We developed two human computing user interfaces to provide this information to our solvers. One was intended for crowdsourcing with non-expert users such as those available through Amazon Mechanical Turk (AMT). In this interface, visualizations of subsets of the data selected by the system are shown to the users, who identify diffraction peaks that are related to each other geometrically. Though the users do not need any background knowledge in the problem, they are identifying diffraction peaks that are discriminative in differentiating the parts of the signal originating from different crystal structures. In the interface intended for soliciting input from experts, the users are able to explore the full data set to identify those sets of samples in which the relationships between peaks are most evident, before identifying those patterns explicitly. These interfaces are provided through the UDiscoverIt website, along with source code, publications, background information, synthetic data generators, and data sets related to the project.

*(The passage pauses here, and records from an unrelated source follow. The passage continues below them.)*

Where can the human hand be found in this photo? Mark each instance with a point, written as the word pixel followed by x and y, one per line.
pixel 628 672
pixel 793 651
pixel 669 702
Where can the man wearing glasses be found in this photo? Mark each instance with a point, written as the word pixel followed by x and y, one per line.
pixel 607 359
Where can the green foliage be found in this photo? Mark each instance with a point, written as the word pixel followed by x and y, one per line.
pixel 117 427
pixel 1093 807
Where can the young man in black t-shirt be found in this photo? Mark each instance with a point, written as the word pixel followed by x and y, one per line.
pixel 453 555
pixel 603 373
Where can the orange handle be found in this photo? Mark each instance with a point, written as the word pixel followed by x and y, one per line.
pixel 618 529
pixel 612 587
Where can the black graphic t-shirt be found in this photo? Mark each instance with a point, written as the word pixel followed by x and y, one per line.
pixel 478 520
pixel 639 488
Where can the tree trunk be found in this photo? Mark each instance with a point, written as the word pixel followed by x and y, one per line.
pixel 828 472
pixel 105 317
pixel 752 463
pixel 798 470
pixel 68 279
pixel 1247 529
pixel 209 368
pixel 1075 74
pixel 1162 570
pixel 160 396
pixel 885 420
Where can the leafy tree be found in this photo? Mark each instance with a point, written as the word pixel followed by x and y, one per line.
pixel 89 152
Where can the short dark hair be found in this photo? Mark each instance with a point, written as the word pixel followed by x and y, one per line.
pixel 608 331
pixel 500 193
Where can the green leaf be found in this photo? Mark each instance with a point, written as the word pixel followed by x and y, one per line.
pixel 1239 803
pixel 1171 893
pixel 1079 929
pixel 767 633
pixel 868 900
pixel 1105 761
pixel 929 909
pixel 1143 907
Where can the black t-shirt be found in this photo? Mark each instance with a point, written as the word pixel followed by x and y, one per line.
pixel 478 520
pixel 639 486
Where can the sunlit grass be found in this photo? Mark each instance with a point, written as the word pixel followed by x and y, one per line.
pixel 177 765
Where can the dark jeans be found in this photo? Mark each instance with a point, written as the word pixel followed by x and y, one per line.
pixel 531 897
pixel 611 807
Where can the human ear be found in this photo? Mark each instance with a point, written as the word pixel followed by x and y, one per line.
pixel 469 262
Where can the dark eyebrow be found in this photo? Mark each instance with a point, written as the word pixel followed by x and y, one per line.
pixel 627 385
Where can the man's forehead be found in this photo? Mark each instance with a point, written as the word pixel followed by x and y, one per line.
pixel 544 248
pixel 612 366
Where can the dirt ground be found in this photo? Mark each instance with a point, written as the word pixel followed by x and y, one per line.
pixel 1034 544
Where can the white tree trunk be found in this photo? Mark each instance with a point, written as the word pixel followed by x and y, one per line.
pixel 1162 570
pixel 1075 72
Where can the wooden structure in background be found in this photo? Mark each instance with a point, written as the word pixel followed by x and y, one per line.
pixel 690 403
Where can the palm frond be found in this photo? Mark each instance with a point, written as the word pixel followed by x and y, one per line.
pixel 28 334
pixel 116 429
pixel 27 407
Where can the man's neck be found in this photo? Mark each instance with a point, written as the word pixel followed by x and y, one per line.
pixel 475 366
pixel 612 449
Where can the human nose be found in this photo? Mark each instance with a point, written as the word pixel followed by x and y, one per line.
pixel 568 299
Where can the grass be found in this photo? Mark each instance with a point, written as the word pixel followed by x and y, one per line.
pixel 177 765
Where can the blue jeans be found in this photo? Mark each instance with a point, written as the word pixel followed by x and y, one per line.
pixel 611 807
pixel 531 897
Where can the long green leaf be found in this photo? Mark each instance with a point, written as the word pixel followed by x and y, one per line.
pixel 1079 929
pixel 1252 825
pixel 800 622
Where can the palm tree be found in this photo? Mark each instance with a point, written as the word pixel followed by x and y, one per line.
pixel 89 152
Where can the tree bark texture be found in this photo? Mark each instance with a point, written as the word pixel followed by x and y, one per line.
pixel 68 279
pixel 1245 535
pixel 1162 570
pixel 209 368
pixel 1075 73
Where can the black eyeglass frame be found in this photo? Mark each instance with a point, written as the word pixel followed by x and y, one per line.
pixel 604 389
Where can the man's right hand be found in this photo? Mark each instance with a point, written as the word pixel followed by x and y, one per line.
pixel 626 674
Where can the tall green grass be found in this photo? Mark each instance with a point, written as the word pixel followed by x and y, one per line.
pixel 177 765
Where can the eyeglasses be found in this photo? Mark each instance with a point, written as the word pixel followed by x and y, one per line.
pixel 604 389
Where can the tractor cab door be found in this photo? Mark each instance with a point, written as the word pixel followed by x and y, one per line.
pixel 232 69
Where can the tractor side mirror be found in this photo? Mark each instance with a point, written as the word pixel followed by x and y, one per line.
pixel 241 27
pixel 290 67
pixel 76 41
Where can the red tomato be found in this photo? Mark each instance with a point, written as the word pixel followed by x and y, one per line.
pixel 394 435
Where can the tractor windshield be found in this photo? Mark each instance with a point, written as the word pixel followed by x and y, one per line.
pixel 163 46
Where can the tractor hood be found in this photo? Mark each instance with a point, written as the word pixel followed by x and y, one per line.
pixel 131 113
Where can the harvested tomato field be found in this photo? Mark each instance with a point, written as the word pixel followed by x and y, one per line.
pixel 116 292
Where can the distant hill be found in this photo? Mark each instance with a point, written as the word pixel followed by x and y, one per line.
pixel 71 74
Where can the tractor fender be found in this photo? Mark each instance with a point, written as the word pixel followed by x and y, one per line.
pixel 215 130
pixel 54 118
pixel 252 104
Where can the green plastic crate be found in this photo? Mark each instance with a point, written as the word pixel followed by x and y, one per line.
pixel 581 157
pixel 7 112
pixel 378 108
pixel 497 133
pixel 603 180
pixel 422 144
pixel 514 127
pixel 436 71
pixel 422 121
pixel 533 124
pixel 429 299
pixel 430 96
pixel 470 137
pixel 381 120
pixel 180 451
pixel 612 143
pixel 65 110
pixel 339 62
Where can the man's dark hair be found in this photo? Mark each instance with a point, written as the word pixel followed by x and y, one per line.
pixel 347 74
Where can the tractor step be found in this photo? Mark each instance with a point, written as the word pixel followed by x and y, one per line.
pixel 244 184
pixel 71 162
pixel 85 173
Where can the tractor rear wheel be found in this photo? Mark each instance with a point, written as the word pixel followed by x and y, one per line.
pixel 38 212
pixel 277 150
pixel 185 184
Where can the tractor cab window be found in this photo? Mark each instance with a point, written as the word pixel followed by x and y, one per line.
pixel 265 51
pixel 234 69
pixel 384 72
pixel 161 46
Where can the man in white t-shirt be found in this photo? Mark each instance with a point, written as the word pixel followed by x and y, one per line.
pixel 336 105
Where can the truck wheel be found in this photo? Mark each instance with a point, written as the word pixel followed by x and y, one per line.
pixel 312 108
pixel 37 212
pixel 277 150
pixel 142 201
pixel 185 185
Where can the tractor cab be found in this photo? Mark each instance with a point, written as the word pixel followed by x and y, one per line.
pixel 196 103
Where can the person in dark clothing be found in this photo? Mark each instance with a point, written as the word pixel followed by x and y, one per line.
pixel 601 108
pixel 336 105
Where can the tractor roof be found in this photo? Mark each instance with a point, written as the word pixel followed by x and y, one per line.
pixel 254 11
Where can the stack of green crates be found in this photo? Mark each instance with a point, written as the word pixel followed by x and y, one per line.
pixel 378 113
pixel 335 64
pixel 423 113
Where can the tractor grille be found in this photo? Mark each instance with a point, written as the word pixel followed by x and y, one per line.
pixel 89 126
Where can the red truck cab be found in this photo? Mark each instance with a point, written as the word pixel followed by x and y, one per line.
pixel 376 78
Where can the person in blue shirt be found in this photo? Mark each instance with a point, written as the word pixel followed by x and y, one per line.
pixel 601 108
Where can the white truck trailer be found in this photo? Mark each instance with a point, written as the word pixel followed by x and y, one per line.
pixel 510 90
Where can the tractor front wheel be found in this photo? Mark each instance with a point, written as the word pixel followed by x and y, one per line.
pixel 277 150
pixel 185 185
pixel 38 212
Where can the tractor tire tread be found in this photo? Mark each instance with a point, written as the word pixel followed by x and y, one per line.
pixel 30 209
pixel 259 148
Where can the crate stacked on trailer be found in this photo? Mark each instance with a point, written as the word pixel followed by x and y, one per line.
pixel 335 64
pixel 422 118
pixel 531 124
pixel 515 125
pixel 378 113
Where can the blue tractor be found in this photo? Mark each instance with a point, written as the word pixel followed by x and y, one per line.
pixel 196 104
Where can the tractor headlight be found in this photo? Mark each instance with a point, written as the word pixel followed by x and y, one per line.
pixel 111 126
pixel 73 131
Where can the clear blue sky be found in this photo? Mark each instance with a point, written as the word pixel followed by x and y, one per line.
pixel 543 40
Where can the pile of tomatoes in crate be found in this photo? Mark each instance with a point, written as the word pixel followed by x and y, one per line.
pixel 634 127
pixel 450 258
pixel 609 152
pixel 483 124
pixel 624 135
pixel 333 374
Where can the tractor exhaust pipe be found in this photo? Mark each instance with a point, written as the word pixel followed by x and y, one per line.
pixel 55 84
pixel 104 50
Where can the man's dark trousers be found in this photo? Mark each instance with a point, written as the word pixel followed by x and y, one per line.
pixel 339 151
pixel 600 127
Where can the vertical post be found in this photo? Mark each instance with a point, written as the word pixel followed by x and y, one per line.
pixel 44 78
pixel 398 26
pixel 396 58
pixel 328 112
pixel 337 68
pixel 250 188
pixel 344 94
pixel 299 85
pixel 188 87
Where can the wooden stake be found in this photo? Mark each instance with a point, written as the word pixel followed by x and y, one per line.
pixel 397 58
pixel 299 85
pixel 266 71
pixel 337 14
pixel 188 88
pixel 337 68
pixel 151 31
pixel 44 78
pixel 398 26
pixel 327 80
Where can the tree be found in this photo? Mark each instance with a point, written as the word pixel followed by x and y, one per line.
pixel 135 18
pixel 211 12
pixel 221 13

We also began to explore new approaches based on factor decomposition or nonnegative matrix factorization (NMF). In this model, the XRD signal of a particular sample are represented by a set of basis patterns, which are shared across the data set and represent the XRD pattern that would be produced by a particular pure crystalline powder, and their parameters including mixture weight and scaling. We developed a series of three methods implementing this approach, initially with a combinatorial method called CombiFD, then with more efficient gradient methods, AgileFD and interleaved agile factor decomposition (IAFD). These methods were increasingly efficient and effective at identifying solutions that are physically meaningful, and our latest solver typically runs in seconds or minutes, compared to hours for the prior methods. We developed a web-based interactive user interface for experts to explore data sets, solutions, and to run the solver called Phase-Mapper. This system and its solvers have been used by collaborating materials scientists to interpret several new materials systems, including one that led to the discovery of new solar light absorbers and the alloying-based tuning of an important property for their performance.